Well, if you've noticed, there are many things to consider when it comes to maintaining your Website. As such, what a maintenance would include has a fair amount of consideration. In general, here is a list of items that should be performed on a regular basis to maintain your Website:
- Assess the current state of the site. Are there any errors? Broken links? Known bugs or security updates?
- BACK UP!! Before any changes are made to your site, ALWAYS get a fresh backup. This includes backing up the files and the database if there is one. I recommend going directly into the database and performing a full export.
- Locate and repair any current issues.
- If you use a CMS, update the core application, then any plugins. Confirm the site works properly after the updates.
- If there is a problem, try to determine if the problem is from the core or plugin. If you can't repair, restore from backup, and apply fixes and updates one at a time until the problem update has been identified.
- Once the all of the updates and repairs have been successfully applied, take a final backup so you will have the most recent copy and all of your hard work is safe.
Sounds simple, why hire a pro?
There are two reasons why an industrious business owner who is technically compitant would consider having someone else perform maintenance.
- When things go well, any one can perform basic Website maintenance.
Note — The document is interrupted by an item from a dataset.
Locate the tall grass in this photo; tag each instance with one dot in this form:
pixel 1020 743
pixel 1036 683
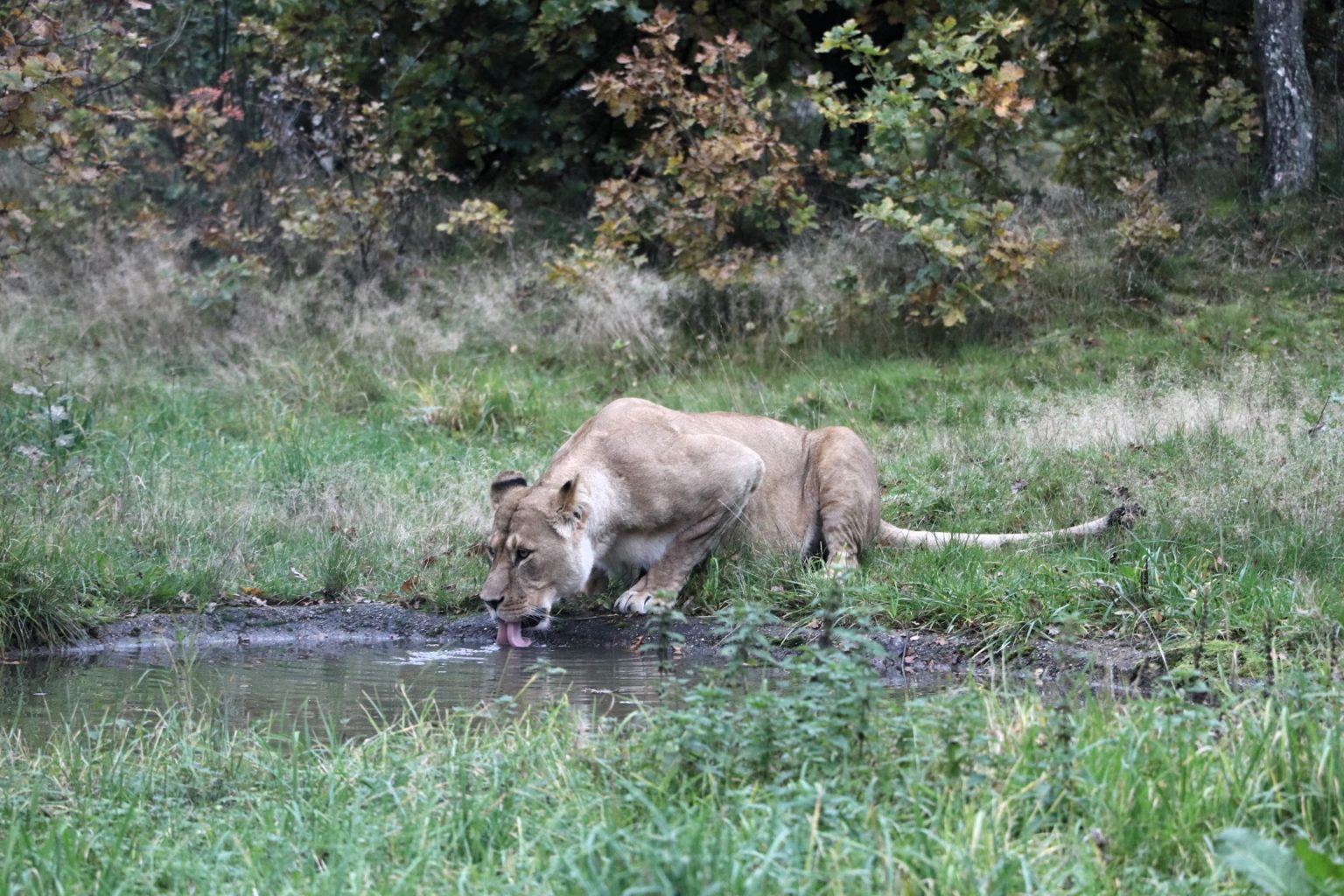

However, when things don't go according to plan, you will want someoone experienced and capable handy to help.
- As a business owner, you have so many demands on your time and attention. You must ask yourself if working on your Website is in fact the best use of your time.
Often, I meet business owners who spend valuable time struggling with their Websites, learning HTML, learning image editors, and getting frustrated. Meanwhile, these same people don't change the oil in their own vehicle. Why not change their own oil and perform other maintenance? It's not difficult. It doesn't take much time. So why do your own Website maintenance?
Relying on a professional to perform your Website maintenance will save time and headache, and it will get done quickly and affordably. And if something goes wrong, the person you would call to help is already on the job.